Конфликт прозы А. Платонова в традициях Ф. Достоевского – между абсолютной и относительной истиной. Но для христианского мыслителя Достоевского абсолютная истина, гармония – жизнь во Христе. Для Платонова, носителя переломного сознания, проблематично существование бесспорного идеала. То, что этим идеалом не могут быть идеи социальные, Платонов осознал, и художественный миры «Чевенгура», «Котлована», «Счастливой Москвы» подтверждают это. Эпоха давала автору повод убедиться в том, что «звёзды могут превратиться в пайковую горсть пшена, а идеалы охраняет тифозная вошь» [9, с. 177]. Носителем религиозного сознания он не был. В рукописных заметках А.Платонова есть запись: «Не Христос и не Антихрист, не среднее, а другое – не третье, а другое именно» [Цитируется по Е.И. Колесниковой. – 4, с. 282]. Сознанию, захваченному идеей, какой бы то ни было, Платонов мог лишь противопоставить здравый смысл естественно живущего человека.
Список литературы:
- Бахтин М.М. Проблемы поэтики Достоевского. – М.: Художественная литература, 1972. – 471 с.

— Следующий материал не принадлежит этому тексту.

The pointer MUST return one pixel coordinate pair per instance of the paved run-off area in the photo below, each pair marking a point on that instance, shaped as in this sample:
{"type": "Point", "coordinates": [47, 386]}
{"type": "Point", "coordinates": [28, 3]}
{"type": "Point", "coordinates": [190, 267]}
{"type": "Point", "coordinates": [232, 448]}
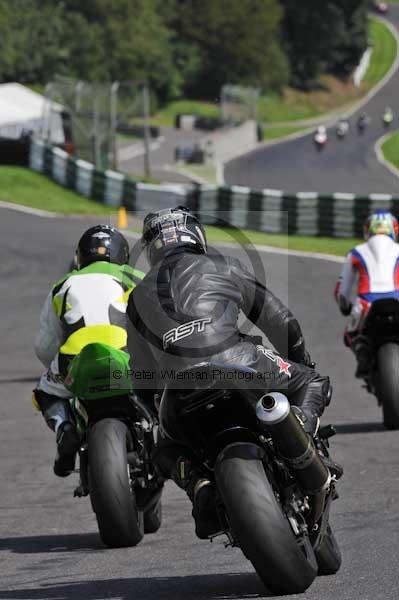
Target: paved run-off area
{"type": "Point", "coordinates": [49, 546]}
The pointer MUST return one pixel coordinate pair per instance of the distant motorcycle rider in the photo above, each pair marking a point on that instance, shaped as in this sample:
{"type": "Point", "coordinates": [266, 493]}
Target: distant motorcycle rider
{"type": "Point", "coordinates": [387, 117]}
{"type": "Point", "coordinates": [363, 122]}
{"type": "Point", "coordinates": [87, 305]}
{"type": "Point", "coordinates": [374, 266]}
{"type": "Point", "coordinates": [185, 312]}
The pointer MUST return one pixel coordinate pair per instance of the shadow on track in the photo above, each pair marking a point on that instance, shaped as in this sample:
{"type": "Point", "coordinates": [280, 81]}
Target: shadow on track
{"type": "Point", "coordinates": [360, 428]}
{"type": "Point", "coordinates": [223, 586]}
{"type": "Point", "coordinates": [51, 543]}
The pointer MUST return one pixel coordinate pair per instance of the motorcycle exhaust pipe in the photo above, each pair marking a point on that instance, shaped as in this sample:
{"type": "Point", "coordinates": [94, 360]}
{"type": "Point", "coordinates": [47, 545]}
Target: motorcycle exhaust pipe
{"type": "Point", "coordinates": [275, 415]}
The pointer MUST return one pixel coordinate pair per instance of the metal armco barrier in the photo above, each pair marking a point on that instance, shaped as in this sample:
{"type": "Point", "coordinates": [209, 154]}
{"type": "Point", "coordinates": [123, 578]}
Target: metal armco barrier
{"type": "Point", "coordinates": [271, 211]}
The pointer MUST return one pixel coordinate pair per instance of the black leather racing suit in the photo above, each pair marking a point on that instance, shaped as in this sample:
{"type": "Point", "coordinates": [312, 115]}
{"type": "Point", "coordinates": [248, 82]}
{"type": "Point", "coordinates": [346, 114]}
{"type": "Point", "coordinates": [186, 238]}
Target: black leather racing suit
{"type": "Point", "coordinates": [185, 312]}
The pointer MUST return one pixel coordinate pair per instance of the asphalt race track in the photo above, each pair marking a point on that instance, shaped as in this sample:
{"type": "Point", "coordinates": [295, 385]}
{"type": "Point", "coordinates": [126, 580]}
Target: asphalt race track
{"type": "Point", "coordinates": [348, 165]}
{"type": "Point", "coordinates": [49, 546]}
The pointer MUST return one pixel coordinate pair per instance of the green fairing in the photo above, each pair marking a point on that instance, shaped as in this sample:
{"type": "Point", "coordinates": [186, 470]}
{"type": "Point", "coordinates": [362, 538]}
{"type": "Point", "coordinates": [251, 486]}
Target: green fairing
{"type": "Point", "coordinates": [99, 371]}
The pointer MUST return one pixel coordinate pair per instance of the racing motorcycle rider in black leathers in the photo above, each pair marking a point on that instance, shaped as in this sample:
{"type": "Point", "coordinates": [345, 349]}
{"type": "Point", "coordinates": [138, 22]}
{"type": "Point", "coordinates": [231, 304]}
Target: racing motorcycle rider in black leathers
{"type": "Point", "coordinates": [185, 285]}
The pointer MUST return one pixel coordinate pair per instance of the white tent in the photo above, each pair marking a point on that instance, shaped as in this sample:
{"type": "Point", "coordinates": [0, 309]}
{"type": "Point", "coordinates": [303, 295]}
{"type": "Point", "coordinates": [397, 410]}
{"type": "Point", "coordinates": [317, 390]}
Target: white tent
{"type": "Point", "coordinates": [23, 110]}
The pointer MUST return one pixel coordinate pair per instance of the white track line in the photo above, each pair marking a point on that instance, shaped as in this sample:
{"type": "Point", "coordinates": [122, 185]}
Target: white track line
{"type": "Point", "coordinates": [380, 155]}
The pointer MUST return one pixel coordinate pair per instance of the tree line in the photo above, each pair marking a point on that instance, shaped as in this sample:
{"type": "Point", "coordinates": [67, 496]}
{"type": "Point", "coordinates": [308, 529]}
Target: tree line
{"type": "Point", "coordinates": [182, 47]}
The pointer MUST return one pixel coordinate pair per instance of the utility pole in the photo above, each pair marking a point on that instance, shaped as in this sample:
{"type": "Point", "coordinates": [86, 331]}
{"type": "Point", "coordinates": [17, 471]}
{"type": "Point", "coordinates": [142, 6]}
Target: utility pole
{"type": "Point", "coordinates": [146, 114]}
{"type": "Point", "coordinates": [114, 123]}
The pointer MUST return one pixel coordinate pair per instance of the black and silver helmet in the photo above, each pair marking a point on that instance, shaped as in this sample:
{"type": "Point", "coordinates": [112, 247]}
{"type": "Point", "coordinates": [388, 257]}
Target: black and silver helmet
{"type": "Point", "coordinates": [169, 229]}
{"type": "Point", "coordinates": [102, 242]}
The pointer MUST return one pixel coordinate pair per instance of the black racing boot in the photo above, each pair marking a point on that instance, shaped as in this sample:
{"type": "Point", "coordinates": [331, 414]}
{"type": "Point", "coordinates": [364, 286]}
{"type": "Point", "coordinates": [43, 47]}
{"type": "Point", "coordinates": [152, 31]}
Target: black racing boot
{"type": "Point", "coordinates": [362, 352]}
{"type": "Point", "coordinates": [201, 492]}
{"type": "Point", "coordinates": [68, 442]}
{"type": "Point", "coordinates": [311, 423]}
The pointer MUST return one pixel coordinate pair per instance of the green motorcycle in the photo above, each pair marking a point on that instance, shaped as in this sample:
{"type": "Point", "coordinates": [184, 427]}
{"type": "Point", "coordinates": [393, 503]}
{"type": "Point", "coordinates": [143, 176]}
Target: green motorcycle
{"type": "Point", "coordinates": [118, 434]}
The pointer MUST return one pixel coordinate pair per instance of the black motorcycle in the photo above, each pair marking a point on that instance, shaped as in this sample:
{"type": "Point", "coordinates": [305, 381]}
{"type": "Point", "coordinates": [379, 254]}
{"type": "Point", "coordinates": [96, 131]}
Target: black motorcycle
{"type": "Point", "coordinates": [381, 329]}
{"type": "Point", "coordinates": [272, 489]}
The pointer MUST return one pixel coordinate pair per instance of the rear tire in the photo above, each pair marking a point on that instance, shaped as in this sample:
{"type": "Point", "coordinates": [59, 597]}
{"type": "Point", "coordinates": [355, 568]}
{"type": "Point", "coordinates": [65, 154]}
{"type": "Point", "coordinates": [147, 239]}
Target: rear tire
{"type": "Point", "coordinates": [119, 521]}
{"type": "Point", "coordinates": [388, 384]}
{"type": "Point", "coordinates": [259, 524]}
{"type": "Point", "coordinates": [328, 555]}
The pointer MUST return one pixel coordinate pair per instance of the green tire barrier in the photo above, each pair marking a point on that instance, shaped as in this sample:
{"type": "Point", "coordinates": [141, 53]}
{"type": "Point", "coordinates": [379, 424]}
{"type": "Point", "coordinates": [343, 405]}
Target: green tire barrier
{"type": "Point", "coordinates": [271, 211]}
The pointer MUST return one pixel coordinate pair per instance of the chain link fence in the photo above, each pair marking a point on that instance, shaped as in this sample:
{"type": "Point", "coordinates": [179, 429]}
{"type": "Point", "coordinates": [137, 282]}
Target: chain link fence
{"type": "Point", "coordinates": [100, 117]}
{"type": "Point", "coordinates": [239, 103]}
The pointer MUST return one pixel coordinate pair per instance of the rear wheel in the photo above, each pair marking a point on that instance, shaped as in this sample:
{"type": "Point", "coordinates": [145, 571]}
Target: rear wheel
{"type": "Point", "coordinates": [328, 554]}
{"type": "Point", "coordinates": [119, 521]}
{"type": "Point", "coordinates": [388, 384]}
{"type": "Point", "coordinates": [285, 564]}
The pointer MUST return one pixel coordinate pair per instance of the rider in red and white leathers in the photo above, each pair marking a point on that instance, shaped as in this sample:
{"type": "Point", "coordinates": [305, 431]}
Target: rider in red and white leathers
{"type": "Point", "coordinates": [374, 267]}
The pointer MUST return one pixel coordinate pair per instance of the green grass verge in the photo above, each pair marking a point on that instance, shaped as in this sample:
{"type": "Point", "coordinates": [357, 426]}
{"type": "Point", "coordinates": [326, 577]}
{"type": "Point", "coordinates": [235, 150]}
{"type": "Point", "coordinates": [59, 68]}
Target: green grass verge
{"type": "Point", "coordinates": [295, 105]}
{"type": "Point", "coordinates": [383, 55]}
{"type": "Point", "coordinates": [27, 188]}
{"type": "Point", "coordinates": [273, 133]}
{"type": "Point", "coordinates": [390, 149]}
{"type": "Point", "coordinates": [338, 247]}
{"type": "Point", "coordinates": [22, 186]}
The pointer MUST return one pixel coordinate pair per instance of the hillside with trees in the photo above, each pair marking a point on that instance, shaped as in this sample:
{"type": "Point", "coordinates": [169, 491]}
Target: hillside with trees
{"type": "Point", "coordinates": [182, 47]}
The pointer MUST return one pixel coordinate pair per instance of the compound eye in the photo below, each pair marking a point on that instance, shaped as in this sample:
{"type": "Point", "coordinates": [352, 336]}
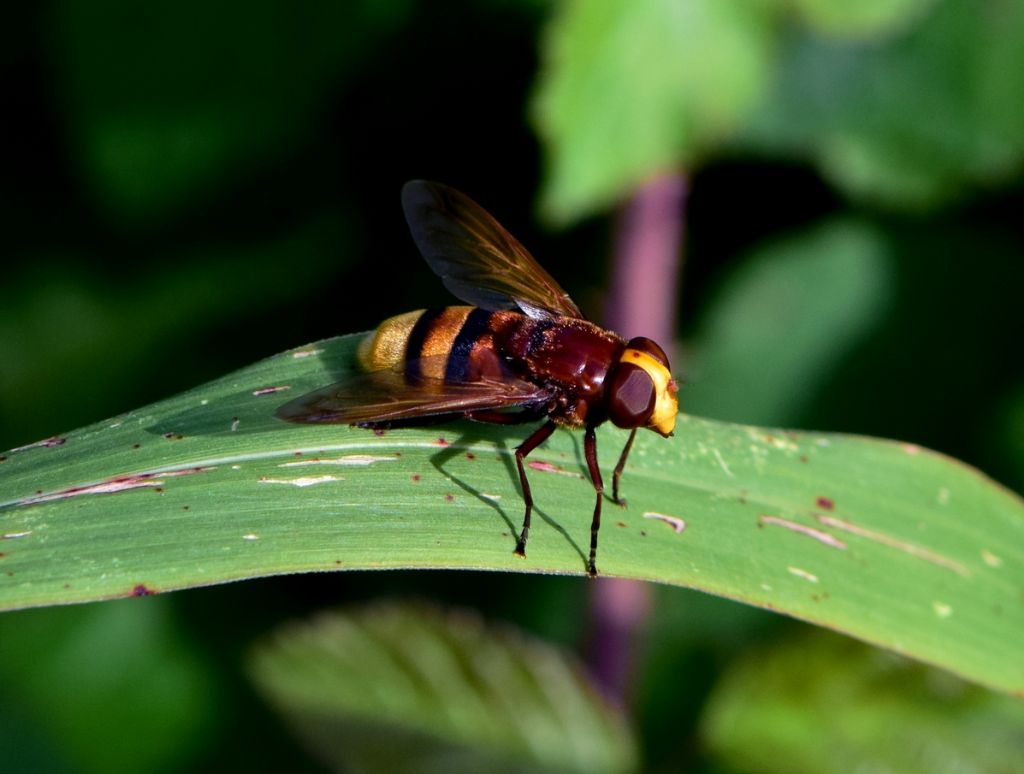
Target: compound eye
{"type": "Point", "coordinates": [631, 396]}
{"type": "Point", "coordinates": [650, 347]}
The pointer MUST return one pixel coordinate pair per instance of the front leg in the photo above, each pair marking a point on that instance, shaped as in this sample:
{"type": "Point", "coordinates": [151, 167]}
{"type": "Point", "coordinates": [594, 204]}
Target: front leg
{"type": "Point", "coordinates": [590, 450]}
{"type": "Point", "coordinates": [620, 467]}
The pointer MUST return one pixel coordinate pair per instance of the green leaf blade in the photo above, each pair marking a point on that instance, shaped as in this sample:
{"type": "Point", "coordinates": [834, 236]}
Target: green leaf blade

- Гроссман Л.П. Достоевский-художник. – Спб.: Наука, 1959.
- Достоевский Ф.М. Полн. Собр. Соч.: В 30 т. – Л., 1972. (В дальнейшем ссылки на это издание даются в тексте с указанием тома и страницы).
- Колесникова Е.И. Религиозное сознание и творчество Андрея Платонова // Творчество А. Платонова: Исследования и материалы. Библиография. С.-Петербург, 1995. С. 282–283.
- Кудрявцев Е.Г. Три круга Достоевского (Событийное. Социальное. Философское). – М., 1979. С. 344.
- Михеев М.И. Деформации пространства в пределах русской души (по текстам А. Платонова) // Логический анализ языка. Языки пространств. – М., 2000.
- Платонов А. Взыскание погибших. Повести. Рассказы. Пьеса. Статьи. – М., 1995. С. 672.
- Платонов А. Счастливая Москва // «Страна философов» Андрея Платонова: проблемы творчества. Вып. 3. – М., 1999. С. 512.
- Платонов А. Чевенгур. – М., 1991. С. 654.
- Яблоков Е.А. Платонов «Чевенгур»: комментарий «по вертикали», «комментарий по горизонтали». – М., 2001. С. 369.
- Яблоков Е.О типологии персонажей А. Платонова // «Страна философов» Андрея Платонова: проблемы творчества. Вып. 2. – М., 1994. С. 368.